What if we cannot read Rome, or Greece, Etruria,
or Carthage, or Egypt, or Babylon, on these; are our cliffs bare?
The lichen on the rocks is a rude and simple shield which
beginning and imperfect Nature suspended there. Still hangs her
wrinkled trophy. And here too the poet's eye may still detect
the brazen nails which fastened Time's inscriptions, and if he
has the gift, decipher them by this clew.

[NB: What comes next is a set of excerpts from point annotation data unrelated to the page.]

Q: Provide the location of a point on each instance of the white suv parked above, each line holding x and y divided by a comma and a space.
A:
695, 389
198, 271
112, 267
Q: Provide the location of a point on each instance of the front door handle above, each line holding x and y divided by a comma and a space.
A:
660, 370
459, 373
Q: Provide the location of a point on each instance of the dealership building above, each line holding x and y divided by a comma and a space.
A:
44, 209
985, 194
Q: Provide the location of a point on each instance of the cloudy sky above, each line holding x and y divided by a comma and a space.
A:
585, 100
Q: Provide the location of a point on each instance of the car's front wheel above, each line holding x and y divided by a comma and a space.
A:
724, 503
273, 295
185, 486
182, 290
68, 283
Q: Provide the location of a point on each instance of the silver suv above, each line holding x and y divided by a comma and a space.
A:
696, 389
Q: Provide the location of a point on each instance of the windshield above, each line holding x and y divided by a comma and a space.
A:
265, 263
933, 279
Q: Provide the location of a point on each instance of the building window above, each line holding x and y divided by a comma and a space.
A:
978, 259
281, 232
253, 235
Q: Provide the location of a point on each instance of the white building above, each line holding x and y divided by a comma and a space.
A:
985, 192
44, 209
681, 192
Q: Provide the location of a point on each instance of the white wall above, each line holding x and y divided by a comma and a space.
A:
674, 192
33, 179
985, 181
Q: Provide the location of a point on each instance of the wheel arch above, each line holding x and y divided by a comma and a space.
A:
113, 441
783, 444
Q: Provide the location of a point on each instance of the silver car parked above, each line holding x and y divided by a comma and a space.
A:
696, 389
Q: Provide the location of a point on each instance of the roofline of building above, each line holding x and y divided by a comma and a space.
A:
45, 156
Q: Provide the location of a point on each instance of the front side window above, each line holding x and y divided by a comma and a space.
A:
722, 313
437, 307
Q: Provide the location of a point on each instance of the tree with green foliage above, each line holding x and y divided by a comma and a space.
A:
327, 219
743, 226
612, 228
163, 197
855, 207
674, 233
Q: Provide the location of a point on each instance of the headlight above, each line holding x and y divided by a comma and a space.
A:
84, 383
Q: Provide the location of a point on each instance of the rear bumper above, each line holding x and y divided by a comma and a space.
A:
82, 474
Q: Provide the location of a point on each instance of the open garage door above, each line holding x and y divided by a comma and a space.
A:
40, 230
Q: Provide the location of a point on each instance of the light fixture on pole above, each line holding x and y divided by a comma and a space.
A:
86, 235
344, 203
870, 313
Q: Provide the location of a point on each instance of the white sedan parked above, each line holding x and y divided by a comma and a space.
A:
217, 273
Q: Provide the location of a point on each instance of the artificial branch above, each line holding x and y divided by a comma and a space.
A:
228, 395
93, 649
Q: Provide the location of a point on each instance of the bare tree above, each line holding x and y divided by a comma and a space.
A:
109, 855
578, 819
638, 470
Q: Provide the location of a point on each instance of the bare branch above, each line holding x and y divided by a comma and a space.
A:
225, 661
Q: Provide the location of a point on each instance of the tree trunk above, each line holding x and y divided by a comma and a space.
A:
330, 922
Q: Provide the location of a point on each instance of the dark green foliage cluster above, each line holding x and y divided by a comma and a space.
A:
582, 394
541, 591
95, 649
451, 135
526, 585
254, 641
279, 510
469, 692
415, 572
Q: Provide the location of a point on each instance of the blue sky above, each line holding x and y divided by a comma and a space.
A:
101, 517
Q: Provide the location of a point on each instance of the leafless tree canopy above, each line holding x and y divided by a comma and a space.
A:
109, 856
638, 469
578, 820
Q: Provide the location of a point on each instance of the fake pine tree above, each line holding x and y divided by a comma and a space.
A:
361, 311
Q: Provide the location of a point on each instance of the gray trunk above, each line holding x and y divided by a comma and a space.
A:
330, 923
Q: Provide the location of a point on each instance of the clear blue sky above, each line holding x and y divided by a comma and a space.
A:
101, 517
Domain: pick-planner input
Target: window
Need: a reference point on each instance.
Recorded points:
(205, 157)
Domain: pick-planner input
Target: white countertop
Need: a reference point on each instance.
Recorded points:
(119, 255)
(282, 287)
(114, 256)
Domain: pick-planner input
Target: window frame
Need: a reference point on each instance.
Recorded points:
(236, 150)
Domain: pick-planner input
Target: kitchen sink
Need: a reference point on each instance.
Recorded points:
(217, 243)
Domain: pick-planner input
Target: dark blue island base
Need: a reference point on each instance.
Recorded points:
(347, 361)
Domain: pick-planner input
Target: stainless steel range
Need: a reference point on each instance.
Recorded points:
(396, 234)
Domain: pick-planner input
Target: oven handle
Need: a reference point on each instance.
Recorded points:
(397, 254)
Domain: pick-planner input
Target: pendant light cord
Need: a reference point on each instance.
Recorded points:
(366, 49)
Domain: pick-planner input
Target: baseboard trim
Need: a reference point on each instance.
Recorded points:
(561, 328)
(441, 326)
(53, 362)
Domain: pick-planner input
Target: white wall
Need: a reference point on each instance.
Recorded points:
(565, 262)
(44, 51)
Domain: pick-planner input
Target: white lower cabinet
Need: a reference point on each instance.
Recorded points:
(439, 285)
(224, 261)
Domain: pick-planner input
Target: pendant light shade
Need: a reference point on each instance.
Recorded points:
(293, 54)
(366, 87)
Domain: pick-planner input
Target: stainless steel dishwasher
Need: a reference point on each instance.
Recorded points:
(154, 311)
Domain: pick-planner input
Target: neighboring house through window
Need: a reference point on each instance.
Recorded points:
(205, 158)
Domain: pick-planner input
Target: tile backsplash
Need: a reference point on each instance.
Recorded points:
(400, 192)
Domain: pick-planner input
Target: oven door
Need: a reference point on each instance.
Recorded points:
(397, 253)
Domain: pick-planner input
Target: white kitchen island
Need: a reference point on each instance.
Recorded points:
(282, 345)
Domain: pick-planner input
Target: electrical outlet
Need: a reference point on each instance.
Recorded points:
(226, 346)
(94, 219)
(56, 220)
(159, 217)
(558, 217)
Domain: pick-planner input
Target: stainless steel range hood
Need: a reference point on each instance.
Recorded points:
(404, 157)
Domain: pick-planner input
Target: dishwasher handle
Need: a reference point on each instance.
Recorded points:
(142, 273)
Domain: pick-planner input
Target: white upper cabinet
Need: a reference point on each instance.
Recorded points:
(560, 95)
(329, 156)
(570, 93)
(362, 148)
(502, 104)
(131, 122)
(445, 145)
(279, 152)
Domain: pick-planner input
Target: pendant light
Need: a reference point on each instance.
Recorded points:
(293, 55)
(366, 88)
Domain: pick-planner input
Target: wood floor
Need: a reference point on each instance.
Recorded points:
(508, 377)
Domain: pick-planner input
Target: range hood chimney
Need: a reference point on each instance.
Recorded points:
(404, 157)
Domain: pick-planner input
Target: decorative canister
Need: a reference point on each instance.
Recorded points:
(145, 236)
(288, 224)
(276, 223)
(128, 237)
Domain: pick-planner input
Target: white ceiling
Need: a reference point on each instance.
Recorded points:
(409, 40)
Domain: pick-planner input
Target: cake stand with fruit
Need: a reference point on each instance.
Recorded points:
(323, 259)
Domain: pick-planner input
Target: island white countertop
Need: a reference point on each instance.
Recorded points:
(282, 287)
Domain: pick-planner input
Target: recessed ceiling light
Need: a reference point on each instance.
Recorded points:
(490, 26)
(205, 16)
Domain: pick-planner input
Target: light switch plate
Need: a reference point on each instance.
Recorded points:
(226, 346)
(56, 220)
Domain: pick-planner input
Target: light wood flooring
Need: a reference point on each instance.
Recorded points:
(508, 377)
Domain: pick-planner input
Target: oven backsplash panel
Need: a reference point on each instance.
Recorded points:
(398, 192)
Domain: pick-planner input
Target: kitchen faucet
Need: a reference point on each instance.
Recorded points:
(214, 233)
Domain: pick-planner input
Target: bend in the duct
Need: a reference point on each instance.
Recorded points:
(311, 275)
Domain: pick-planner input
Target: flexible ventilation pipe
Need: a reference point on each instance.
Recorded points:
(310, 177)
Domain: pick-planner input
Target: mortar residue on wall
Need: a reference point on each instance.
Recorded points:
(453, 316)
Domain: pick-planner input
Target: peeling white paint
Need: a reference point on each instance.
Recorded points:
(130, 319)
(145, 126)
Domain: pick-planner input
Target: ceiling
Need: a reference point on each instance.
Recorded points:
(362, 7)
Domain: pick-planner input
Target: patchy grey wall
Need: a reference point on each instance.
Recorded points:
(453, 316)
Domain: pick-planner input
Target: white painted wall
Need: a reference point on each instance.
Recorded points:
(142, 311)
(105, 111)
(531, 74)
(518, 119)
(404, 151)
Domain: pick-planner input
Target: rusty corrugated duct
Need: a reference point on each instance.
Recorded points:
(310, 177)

The walls that fence
our fields, as well as modern Rome, and not less the Parthenon
itself, are all built of _ruins_. Here may be heard the din of
rivers, and ancient winds which have long since lost their names
sough through our woods;--the first faint sounds of spring, older
than the summer of Athenian glory, the titmouse lisping in the
wood, the jay's scream, and blue-bird's warble, and the hum of
"bees that fly
About the laughing blossoms of sallowy."
Here is the gray dawn for antiquity, and our to-morrow's future
should be at least paulo-post to theirs which we have put behind
us. There are the red-maple and birchen leaves, old runes which
are not yet deciphered; catkins, pine-cones, vines, oak-leaves,
and acorns; the very things themselves, and not their forms in
stone,--so much the more ancient and venerable.